“Te miri daj merlas, mange nakazinlas, joj, de kajses romes te lav, joj, de se man pačiv dela”

My grandmother’s songs always held more than their weight in melancholy. When we had our fill of stories and dancing, there’d come a quiet time that was filled with hundreds of years of aching hearts. Maami’s voice would crack as she sang the songs her aunts taught her; aunts lost to the fires of Auschwitz. When I see videos of Romani gathered together, dancing to loud frantic music, or singing giddy songs I frown… these are not the women that I knew. Maami was small, brown, wizened like a sun-dried fig. When she didn’t have a cup at her lips, she had a cigarette there… her sister, Lemija smoked a pipe, puffing quietly in her rocking chair by the fire. They could have been twins and maybe they were. Lemija was taller, paler, quieter. She barely spoke, to anyone, ever. Her husband had passed away before I was born and no one ever told me what happened to him.
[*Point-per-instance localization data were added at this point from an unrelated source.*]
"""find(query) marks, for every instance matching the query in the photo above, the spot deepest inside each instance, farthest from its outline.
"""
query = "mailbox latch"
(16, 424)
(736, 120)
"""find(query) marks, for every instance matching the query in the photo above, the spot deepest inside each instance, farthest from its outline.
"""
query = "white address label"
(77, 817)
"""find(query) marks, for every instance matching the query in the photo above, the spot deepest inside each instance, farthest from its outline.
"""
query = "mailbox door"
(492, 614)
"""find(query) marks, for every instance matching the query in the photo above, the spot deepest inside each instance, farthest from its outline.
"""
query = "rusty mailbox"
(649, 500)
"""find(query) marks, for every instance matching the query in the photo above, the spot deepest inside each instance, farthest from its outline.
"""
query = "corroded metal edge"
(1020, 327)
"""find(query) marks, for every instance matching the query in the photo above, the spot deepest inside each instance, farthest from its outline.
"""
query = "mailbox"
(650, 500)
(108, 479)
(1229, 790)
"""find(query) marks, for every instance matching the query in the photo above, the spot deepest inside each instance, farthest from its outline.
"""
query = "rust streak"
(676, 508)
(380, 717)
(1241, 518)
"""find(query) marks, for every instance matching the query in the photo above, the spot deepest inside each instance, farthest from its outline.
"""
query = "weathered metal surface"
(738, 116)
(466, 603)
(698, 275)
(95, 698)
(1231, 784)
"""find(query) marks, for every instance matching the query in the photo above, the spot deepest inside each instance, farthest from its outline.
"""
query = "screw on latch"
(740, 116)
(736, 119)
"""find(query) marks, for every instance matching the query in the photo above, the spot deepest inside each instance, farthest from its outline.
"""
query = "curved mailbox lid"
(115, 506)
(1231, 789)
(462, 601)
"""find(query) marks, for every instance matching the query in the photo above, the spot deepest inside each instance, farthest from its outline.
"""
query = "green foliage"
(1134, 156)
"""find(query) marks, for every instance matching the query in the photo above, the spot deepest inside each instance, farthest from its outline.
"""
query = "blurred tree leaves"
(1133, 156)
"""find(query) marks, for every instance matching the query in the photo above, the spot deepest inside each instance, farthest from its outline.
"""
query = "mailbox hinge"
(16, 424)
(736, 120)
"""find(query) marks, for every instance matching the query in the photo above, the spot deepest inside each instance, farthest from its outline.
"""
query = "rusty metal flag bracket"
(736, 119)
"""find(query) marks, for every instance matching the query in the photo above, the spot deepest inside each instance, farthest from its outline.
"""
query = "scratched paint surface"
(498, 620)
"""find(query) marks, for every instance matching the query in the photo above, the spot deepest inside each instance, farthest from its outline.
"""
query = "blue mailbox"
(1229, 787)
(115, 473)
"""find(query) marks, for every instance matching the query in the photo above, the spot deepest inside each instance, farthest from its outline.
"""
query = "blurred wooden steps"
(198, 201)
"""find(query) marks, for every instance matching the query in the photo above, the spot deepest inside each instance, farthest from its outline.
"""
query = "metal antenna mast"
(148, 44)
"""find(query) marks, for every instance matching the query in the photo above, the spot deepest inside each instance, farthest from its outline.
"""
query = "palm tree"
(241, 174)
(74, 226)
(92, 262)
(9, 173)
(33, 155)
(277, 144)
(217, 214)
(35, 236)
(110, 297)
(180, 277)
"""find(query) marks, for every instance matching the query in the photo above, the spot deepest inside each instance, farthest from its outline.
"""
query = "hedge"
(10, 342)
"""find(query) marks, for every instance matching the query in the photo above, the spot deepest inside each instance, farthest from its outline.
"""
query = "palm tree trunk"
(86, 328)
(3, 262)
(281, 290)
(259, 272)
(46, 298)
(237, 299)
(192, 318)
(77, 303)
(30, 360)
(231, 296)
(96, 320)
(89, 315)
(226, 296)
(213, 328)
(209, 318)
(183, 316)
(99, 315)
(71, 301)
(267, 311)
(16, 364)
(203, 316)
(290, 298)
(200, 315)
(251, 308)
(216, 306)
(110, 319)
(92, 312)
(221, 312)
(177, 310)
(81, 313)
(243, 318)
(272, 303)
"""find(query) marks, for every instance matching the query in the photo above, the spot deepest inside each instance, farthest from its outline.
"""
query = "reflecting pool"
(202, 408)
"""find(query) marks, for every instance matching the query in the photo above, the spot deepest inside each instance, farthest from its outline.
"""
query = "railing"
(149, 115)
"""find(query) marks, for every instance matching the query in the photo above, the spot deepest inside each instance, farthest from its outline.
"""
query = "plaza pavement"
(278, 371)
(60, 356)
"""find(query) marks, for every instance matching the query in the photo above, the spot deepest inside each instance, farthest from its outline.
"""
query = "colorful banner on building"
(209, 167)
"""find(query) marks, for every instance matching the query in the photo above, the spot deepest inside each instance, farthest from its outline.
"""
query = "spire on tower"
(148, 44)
Delva, Devla, so me kerdjom?

Songs are part of our lives; My uncles mainly sang about lost love, loose women, and rotten wine. My grandfather sang about princes, dragons, witches. He sang his stories, his voice as big as the sky; he even sang about the stars – about the bears, dragons, rabbits, and mice that made up the heavens overhead. My grandmother sang about loss. Many of her songs began with the same refrain: “oda kalo čirikloro piskinel” – the little blackbird is whistling – and lamented poverty, illness, violence, or death. Sometimes she cried as she sang and sometimes she couldn’t find the words she wanted to say. In those moments, the soft, fragile voice of Bibi Lemija would crawl into the empty spaces bringing them to life.

My heart turns heavy at this time of year. In a few days it will be International Holocaust Remembrance day. I hear the ghostly echoes of Maami and Bibi, as gentle and suffocating as smoke. Their words, their songs a testament to their resilience, their strength. But, we will once again be forgotten. Our voices as hollow as our bleached out bones. How many among those liberated from Auschwitz-Birkenau were Romani? Barely a handful. How many of my own family returned or survived? Barely a handful, Maami and Bibi among them. I can’t imagine the terrors they saw. I can’t imagine the heaviness that fills aching hearts with each breath.

The UN Ceremony organizers called for photographs of survivors for this years event. I sent multiple photos repeatedly. I can say with one hundred percent certainty that they will not be shown at the UN commemoration. It’s painful to me to realize that with each passing generation our songs are being lost. Words falling at our feet like broken shells. It isn’t just about being recognized as part of our own histories, but being able to preserve those histories, in our own words and in our own way.

Amare khera bare tičkendar, de dičhol andre baro čoripen.
Joj, nane love, nane love, bo som čori,
jaj, nane love, bo som čori, de koruna na birinav.

These old women and old songs shaped my world. They carried the names of the dead etched in their hearts. They held the ashes in their hands. It was through them I learned how to remember and how to forget. I don’t know the names of everyone who was lost. Some are remembered in songs I can barely recall, some in stories and poems, and others only in our hearts. They sang of a land that was not ours, of paper rocks and golden sparrows. They sang to build the walls of our houses and the wheels of our carts.

When I’m asked what being Romani is, sometimes I just want to answer: phurikane gilja, phurikane džuvlja, phurikane molja.